58 We are somewhat puzzled by this. If the Appellants believed that local lawyers were mistaken in their views on the merits of the case, then the Appellants should not only have explained this when seeking to establish that there was “special reason” to warrant their admission, but they could have attempted to persuade their local counterparts that, in fact, there were merits in the case, and that the local lawyers should therefore take up the engagement to represent the Claimants. The Claimants’ cases in CA 2 and SUM 16 hinge primarily on points of law; there was no need for the Claimants personally to brief local lawyers on why their views on CA 2 and SUM 16 were mistaken; nor was there any realistic possibility of this happening, if, as was suggested, this turned on complex points of law. If that were the case, then plainly, the Appellants would be better placed to explain to local lawyers why their assessment of the Claimants’ case was wrong. However, there is nothing to suggest that this was done, and they have not explained why.

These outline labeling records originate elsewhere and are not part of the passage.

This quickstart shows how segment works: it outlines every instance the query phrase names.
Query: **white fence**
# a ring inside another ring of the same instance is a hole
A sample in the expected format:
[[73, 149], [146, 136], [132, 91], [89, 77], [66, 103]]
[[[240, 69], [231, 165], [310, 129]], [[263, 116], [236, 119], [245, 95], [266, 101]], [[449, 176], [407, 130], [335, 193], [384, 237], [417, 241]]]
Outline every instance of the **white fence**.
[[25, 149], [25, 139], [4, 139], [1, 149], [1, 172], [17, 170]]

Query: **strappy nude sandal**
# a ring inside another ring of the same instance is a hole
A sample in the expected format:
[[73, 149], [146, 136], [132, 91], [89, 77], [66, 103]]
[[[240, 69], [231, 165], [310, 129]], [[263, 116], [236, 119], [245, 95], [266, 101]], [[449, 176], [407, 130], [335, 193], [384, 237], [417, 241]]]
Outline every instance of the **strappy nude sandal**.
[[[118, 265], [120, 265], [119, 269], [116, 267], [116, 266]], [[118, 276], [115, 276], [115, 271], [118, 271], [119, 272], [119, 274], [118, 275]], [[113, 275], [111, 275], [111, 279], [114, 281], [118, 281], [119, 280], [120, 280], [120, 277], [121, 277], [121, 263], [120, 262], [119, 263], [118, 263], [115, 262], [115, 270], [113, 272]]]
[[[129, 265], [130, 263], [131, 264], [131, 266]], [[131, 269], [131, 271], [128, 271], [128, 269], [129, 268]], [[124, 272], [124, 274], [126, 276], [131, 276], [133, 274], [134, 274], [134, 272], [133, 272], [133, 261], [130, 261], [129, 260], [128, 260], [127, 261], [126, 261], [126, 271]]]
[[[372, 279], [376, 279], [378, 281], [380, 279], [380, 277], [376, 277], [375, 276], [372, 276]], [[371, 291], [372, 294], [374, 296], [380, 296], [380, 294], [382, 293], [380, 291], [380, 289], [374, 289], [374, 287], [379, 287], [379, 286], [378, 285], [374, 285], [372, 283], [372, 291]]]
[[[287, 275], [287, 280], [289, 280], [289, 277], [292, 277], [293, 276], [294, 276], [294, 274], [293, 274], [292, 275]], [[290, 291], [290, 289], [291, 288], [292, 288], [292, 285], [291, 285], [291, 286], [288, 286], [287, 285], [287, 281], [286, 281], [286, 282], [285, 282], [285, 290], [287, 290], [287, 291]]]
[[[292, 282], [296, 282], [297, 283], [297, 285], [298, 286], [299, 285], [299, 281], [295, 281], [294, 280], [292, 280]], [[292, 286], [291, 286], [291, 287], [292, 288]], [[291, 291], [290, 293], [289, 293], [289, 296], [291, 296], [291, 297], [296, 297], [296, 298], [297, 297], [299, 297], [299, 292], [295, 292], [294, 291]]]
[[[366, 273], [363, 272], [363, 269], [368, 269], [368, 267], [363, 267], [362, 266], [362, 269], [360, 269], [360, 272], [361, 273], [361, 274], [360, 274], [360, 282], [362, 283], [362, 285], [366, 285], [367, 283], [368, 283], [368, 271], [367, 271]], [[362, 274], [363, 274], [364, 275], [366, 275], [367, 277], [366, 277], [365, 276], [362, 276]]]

59 In these circumstances, even if the Appellants could satisfy the Special Reason Stage such that we had reached the Notification Matters Stage, this factor would not have been a cogent one in favour of the Claimants.
Conclusion
60 For these reasons, we uphold the decision of the Judge below and dismiss the appeals.
61 The Respondents have sought costs. Even though the applications and appeals were taken out under the names of the Appellants, the real parties in interest are the Claimants, and ordinarily, they should bear the costs: see Re De Lacy Richard QC [2003] 4 SLR(R) 23 at [26]–[27]. However, in the present circumstances, we make no order as to costs.
Sundaresh Menon Chief Justice | Belinda Ang Saw Ean Justice of the Court of Appeal |
Judith Prakash Senior Judge | |
The appellants in CA/CA 16/2024 and CA/CA 17/2024 in person;
The claimants in HC/OA 480/2022 in person;
Hay Hung Chun, Theong Li Han and Poh Hui Jing Claire (Attorney-General’s Chambers) for the first respondent in CA/CA 16/2024 and CA/CA 17/2024;
Christopher Anand s/o Daniel and Saadhvika Jayanth (Advocatus Law LLP) for the second respondent in CA/CA 16/2024 and CA/CA 17/2024.